Disastro Lecco: sconfitta per 3-0 in casa della Pergolettese. È quarto posto adesso
LEGA PRO
38^ GIORNATA: PERGOLETTESE-LECCO 3-0 (2-0)
Crollo clamoroso del Lecco al “Voltini” di Crema. In un match che avrebbe dovuto consegnare almeno il terzo posto contro una formazione già salva, i blucelesti hanno fornito una pessima prestazione, cadendo proprio sull'ultimo ostacolo, al termine di un campionato condotto sempre tra la seconda e la terza posizione. Il Lecco finisce quarto, superato sul filo di lana dal Renate di mister Luciano Foschi, in vantaggio negli scontri diretti. Il tecnico romano, uno degli artefici della promozione B nel 2022/23, è riuscito ancora una volta a trarre il massimo dalle risorse a sua disposizione, dimostrando di conoscere come pochi la complicata realtà della Serie C. Il Lecco, dal canto suo, non ha saputo ripetere il sontuoso girone d'andata, concedendosi troppe pause nella fase discendente del torneo. Anziché crescere, ha proceduto a corrente alternata perdendo punti essenziali, soprattutto negli ultimi due match che hanno fruttato un solo pareggio. Fatale, poi, la partita di Crema, che ha giustamente punito un Lecco “molle” e mai in grado di sfoderare autorevolezza contro un'avversaria tecnicamente inferiore.
Per effetto della classifica, la squadra di Valente tornerà in campo allo Stadio Rigamonti-Ceppi mercoledì 6 maggio per il secondo turno della fase playoff del girone. Sarà una gara secca; i blucelesti avranno il vantaggio di passare il turno anche in caso di pareggio al termine dei 90' regolamentari.

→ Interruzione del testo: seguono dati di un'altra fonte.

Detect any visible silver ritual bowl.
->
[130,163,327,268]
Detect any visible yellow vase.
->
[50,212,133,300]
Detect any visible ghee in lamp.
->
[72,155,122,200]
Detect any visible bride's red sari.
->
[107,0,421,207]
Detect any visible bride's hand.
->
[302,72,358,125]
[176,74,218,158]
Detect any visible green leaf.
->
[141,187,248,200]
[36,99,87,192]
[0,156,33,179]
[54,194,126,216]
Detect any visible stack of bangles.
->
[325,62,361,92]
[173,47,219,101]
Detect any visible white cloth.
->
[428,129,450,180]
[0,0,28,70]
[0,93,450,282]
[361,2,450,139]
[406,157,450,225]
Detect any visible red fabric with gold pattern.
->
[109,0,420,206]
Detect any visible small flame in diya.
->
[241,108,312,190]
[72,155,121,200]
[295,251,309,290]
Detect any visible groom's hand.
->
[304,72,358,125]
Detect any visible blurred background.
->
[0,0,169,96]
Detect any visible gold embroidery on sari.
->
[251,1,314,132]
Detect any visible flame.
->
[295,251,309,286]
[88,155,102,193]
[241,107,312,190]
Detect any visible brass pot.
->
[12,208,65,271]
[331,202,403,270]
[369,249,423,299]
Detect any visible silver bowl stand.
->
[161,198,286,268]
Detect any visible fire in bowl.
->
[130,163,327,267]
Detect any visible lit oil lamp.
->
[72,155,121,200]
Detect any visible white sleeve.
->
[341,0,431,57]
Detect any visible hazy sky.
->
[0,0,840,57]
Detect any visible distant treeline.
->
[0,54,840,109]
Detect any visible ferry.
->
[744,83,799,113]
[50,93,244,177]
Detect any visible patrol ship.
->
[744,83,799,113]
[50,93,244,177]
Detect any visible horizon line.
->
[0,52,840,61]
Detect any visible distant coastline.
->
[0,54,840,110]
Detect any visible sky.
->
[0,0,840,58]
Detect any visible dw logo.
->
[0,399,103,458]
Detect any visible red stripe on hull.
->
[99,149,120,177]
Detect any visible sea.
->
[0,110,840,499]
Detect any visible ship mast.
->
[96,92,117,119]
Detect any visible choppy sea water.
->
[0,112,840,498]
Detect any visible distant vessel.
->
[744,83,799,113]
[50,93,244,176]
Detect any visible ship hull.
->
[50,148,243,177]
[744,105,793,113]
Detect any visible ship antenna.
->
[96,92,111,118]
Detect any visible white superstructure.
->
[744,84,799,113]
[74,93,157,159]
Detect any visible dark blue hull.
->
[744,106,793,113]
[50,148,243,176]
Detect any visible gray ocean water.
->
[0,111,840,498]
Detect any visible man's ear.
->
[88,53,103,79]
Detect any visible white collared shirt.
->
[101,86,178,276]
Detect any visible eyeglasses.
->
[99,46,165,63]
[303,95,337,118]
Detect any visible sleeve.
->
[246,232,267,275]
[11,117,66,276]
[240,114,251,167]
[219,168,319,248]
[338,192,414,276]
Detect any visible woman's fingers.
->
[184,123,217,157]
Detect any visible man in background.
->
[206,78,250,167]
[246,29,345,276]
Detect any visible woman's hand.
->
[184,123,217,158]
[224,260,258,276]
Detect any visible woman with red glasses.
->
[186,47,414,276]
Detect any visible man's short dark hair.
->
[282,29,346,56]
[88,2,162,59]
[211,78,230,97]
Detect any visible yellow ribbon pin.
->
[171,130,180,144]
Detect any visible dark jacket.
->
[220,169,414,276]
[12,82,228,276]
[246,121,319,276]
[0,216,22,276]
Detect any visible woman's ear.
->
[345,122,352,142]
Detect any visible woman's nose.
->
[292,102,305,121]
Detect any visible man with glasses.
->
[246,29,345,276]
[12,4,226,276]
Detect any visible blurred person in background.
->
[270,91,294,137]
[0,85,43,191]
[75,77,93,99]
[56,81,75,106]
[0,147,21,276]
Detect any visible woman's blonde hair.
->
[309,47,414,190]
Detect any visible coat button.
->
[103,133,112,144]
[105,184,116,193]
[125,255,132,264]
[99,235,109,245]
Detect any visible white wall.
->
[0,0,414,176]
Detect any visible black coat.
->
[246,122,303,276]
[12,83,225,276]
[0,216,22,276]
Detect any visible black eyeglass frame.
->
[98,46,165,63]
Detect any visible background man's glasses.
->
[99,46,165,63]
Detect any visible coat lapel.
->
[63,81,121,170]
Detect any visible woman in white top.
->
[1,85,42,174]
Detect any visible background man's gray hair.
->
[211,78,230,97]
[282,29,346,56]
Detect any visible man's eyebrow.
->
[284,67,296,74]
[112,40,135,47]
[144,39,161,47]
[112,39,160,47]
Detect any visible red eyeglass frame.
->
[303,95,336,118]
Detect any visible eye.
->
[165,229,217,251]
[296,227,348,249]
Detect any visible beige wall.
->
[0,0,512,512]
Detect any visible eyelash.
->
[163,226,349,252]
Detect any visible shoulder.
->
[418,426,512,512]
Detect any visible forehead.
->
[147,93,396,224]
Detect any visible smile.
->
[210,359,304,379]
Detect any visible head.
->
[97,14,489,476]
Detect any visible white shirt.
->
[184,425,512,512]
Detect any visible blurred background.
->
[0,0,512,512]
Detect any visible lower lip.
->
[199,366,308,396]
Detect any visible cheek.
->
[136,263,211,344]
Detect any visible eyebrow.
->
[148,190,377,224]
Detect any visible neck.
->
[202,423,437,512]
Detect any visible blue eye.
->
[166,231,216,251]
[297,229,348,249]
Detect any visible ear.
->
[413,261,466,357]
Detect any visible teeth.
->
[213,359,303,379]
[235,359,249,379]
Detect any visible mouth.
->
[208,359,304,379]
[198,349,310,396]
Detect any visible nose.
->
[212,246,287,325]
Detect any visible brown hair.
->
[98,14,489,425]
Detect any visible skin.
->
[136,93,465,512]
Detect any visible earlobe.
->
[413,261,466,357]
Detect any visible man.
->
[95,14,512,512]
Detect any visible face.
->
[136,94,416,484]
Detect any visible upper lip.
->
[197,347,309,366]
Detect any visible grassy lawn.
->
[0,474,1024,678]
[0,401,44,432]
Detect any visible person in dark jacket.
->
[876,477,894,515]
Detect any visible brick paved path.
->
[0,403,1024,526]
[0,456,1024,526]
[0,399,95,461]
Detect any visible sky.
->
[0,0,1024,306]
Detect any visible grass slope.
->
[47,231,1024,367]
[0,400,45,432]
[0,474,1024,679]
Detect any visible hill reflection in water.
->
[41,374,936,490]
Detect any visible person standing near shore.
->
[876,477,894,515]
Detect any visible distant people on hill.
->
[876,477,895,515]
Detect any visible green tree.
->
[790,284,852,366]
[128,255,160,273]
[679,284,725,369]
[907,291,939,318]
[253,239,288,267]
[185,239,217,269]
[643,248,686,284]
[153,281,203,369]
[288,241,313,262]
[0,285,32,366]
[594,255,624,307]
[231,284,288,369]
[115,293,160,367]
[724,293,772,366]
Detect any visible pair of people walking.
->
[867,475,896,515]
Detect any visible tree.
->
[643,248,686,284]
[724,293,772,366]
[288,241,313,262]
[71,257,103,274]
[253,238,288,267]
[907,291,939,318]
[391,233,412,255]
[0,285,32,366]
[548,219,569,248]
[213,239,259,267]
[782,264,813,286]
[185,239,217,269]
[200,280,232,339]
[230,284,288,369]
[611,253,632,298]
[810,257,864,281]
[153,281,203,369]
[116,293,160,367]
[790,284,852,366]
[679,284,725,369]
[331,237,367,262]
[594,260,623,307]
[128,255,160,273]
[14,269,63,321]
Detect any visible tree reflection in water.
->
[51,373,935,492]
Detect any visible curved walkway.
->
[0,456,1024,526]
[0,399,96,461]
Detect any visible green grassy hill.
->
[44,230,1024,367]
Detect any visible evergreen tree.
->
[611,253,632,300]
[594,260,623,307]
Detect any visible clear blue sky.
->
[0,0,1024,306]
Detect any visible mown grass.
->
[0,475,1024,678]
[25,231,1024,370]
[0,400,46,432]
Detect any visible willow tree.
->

L'avversaria sarà la peggio classificata della regular season tra le qualificate, e scaturirà dalle sfide: Trento-Giana, Cittadella-Arzignano e Lumezzane-Alcione.
LE ALTRE PARTITE DEL 38°E ULTIMO TURNO
Alcione Milano-AlbinoLeffe 2-1, Arzignano Valchiampo-Pro Vercelli 3-0, Cittadella-Giana Erminio 0-2, Dolomiti Bellunesi-Trento 0-0, Inter U23-Union Brescia 0-1, Lumezzane-Virtus Verona 4-1, Ospitaletto-Novara 0-2, Renate-Pro Patria 2-1, Triestina-Vicenza 1-6.
CLASSIFICA
LR Vicenza 89, Union Brescia 69, Renate 64, Lecco 64, Trento 63, Cittadella 59, Lumezzane 56, Alcione Milano 55, Arzignano V. 53, Giana Erminio 52, AlbinoLeffe 50, Inter U23 48, Novara 47, Pro Vercelli 46, Ospitaletto 45, Pergolettese 41, Dolomiti Bellunesi 40, Virtus Verona 25, Pro Patria 23, Triestina 12 (-24 di penalizzazione).
Vicenza in Serie B. Playoff: Union Brescia, Renate (già ammesse alla fase nazionale), Lecco, Trento, Cittadella, Lumezzane, Alcione Milano, Arzignano e Giana. Retrocesse. Virtus Verona, Pro Patria e Triestina.
Cronaca
Primo tempo
Cinque assenze nel Lecco: oltre allo squalificato Romani (un turno di stop) e all'infortunato Marrone (distorsione a una caviglia), mancano Sipos e Kritta (febbre) e Ndongue (virus). Nella formazione titolare mister Valente schiera giocatori che hanno trovato meno spazio: Ferrini, Bonaiti, Pellegrino e Parker.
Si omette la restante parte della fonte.